Le vol se poursuit normalement vers Guam où Jean nous réalise « le » kiss landing de ce voyage. Accueil des plus chaleureux sur cette île où personne n’avait jamais approché Concorde. Nous réduisons leur plaisir de 18 min par une escale rapide.

Le cyclone Yvette reste à bonne distance de la route suivante. Nous gratifiant simplement, à 60.000 pieds tout de même, de quelques passages dans des nuages de texture extrêmement fine sans aucune turbulence. Les Philippines nous accordant le survol en supersonique, l’atterrissage à Bangkok a lieu après 2h59 de vol. Escale d’1h30 et en route pour le trajet le plus long de cette tentative : 3532 miles nautiques et 3h51 de vol. Nous passons au large de l’Inde comme envisagé, avant d’atteindre Bahreïn le dernier arrêt. Thé à la menthe de rigueur et embarquement après un stop de 1h14. Encore du temps gagné.

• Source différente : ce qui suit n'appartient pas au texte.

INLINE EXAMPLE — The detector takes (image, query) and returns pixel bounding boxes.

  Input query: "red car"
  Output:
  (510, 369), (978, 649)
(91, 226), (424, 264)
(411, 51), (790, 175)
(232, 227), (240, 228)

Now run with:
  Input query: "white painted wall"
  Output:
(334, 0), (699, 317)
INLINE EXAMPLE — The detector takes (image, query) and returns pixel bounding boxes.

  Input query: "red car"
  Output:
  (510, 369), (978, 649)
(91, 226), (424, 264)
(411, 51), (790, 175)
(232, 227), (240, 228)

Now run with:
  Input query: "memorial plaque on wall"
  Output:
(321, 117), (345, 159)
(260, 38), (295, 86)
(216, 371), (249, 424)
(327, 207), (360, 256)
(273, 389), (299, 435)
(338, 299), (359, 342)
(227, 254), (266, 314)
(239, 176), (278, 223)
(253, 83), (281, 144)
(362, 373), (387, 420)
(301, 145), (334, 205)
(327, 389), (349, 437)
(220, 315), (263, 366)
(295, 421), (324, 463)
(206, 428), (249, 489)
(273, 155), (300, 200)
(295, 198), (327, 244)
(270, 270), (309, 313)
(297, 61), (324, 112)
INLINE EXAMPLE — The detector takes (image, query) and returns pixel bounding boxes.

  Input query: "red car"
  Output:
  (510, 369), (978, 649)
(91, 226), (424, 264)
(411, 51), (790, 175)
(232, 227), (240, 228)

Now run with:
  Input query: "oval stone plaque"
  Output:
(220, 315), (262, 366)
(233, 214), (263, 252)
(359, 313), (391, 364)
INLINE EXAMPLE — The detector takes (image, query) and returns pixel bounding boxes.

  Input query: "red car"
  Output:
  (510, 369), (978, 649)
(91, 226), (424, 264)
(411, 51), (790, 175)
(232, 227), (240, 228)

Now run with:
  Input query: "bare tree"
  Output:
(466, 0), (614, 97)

A chaque escale, était mis en place un mécanicien d’assistance pleinement qualifié Concorde.
Patrick Sevestre attendait le Sierra Delta à Guam. On le voit « au casque » à l’arrivée de l’avion

L’Arabie Saoudite et l’Egypte nous autorisent le vol supersonique nous rejoignons la Méditerranée au niveau du Caire pour la dernière étape qui se fait en 1h28. Le retour en subsonique se faisant avant Malaga pour rejoindre les routes d’arrivées à Lisbonne. Une fois le record pratiquement assuré, Jean Marcot en fonction sur ce dernier tronçon, réussit, par le relais de la station radio de communication internationale de Stockholm à joindre au téléphone la maman de Donald Pevsner dont il s’était procuré le numéro pour une ultime manifestation de sa délicatesse. Cher Jean ! Imaginez la joie, bruyamment exprimée, et les larmes de notre affréteur, invité au poste pour ce contact d’où il annonce à sa mère la réussite de son entreprise un peu folle.

Toucher des roues à 15h49 TU le 13 octobre 1992 soit 32h49 après le départ. Le Président Attali nous attend au pied de l’escabeau pour nous congratuler et nous remercier. La Compagnie vient de prouver l’efficacité de tous les services impliqués dans cette réussite.

Merci à tous ! Merci Concorde !

CD 

(*) Données du vol et listing équipage

A l’arrivée à Lisbonne : Jean Escuyer, Yves Dardaud, Sylviane Bessières, Jean Marcot, Jean Boyé, Stéphane Béline, Louise Ouet, Claude Poulain, Bernard Attali (président d’Air France), Jean Lombart, Claude Delorme, Bruno Detcheverry, Michèle Cornebize, Patrick d’Haussy, Eric Célérier.